United Arab Emirates, first country to officially introduce 4.5-day week

The United Arab Mirats, first country to officially introduce the week of 4.5 days

MISE & Agrave; DAY

The United Arab Emirates, in the Middle East, will introduce the 4.5-day work week to all public sector workers in January, making them the first country in the world to introduce this model.

Employees will now work Monday through Friday and finish their last day of the week at noon. & nbsp;

The country also took the opportunity to review the schedule of its workers, which could be perceived as out of the ordinary in the eyes of Westerners. Rather than having leave on Fridays and Saturdays, the Emiratis concerned will now be at rest on Saturdays and Sundays. Their weekend will begin an hour before Friday prayers, the day of gathering in Islam, reports the Courrier international . No changes for the private sector have been announced, Forbes reports.

As the Emirati news agency reports ( Emirates News Agency ), the United Arab Emirates, known for its oil production and skyscrapers, would be “the first country in the world to introduce a work week shorter than five days”.

The economic benefit is significant. The federation becomes the first Gulf country with a weekend on Saturday and Sunday. The Emirates will have the same schedule as Europe and Asia and this will allow them “to improve their international activities, which are an important sector of the economy,” Scott Livermore, chief economist, told AFP on Tuesday. at Oxford Economics Middle East, a UK analytical center.

Also according to the announcement, this would allow this extended weekend to be done “as part of the UAE government's efforts to improve the work-life balance as well as well-being in society ”.

Four-day week in Quebec

Eh yes.

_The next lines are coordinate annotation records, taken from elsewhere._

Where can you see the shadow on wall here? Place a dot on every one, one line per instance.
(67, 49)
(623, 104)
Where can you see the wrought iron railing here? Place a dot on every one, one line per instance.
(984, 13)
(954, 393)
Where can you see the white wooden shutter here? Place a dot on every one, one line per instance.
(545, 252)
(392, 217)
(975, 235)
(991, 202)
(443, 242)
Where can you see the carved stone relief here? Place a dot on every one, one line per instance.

Here too, companies want to switch to the four-day week.

The t-shirt company with funky Poches et Fils designs, the video game studio Eidos and the young shoot Edibox, have among others adopted the four-day week. & nbsp; & nbsp;

Projects in Iceland, Spain and more

The city of Reykjavik, Iceland

Several similar pilot projects are currently being carried out around the world. Spain is in particular testing a four-day work week to respond to the many challenges created by the pandemic.

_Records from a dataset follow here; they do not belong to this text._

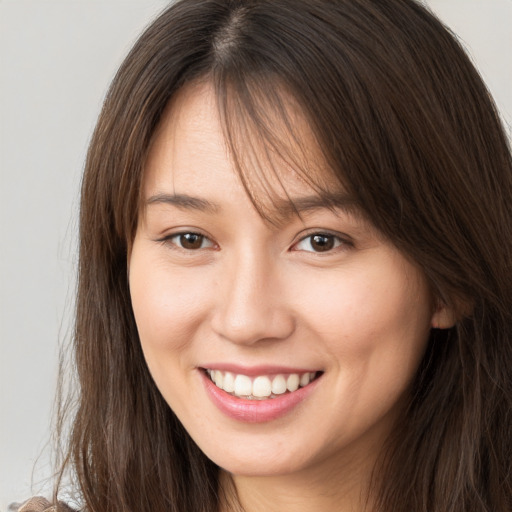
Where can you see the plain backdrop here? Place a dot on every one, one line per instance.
(56, 61)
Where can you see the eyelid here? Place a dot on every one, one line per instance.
(167, 239)
(344, 240)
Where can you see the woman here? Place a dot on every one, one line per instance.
(295, 282)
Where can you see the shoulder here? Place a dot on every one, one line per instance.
(39, 504)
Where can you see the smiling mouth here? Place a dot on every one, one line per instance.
(261, 387)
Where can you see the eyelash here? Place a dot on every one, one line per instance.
(333, 241)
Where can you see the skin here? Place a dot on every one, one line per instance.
(259, 293)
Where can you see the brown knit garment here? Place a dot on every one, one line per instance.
(39, 504)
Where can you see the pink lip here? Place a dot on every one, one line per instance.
(254, 371)
(256, 411)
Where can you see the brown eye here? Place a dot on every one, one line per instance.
(321, 243)
(191, 241)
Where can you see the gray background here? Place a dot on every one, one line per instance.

On the New Zealand side, the multinational Unilever is leading a pilot project that gives the possibility for its employees to reduce their working hours by 20% without impact on the salary. & nbsp;

Finally, a report from the 4 Day Week Campaign, an English non-profit organization, shows that a four-day week could reduce the UK's carbon footprint by 127 million tonnes per year, the equivalent of removing 27 million cars on the road.

In Iceland, between 2015 and 2019, 2,500 workers, or around 1% of Iceland's working-age population, went from a 40-hour week to a 35 to 36 hour week, with no reduction in pay. The researchers, from the Association for Sustainable Democracy (Alda), in Iceland, and the Autonomy group, in the United Kingdom, wanted to pave the way for future global experiments around the same issue.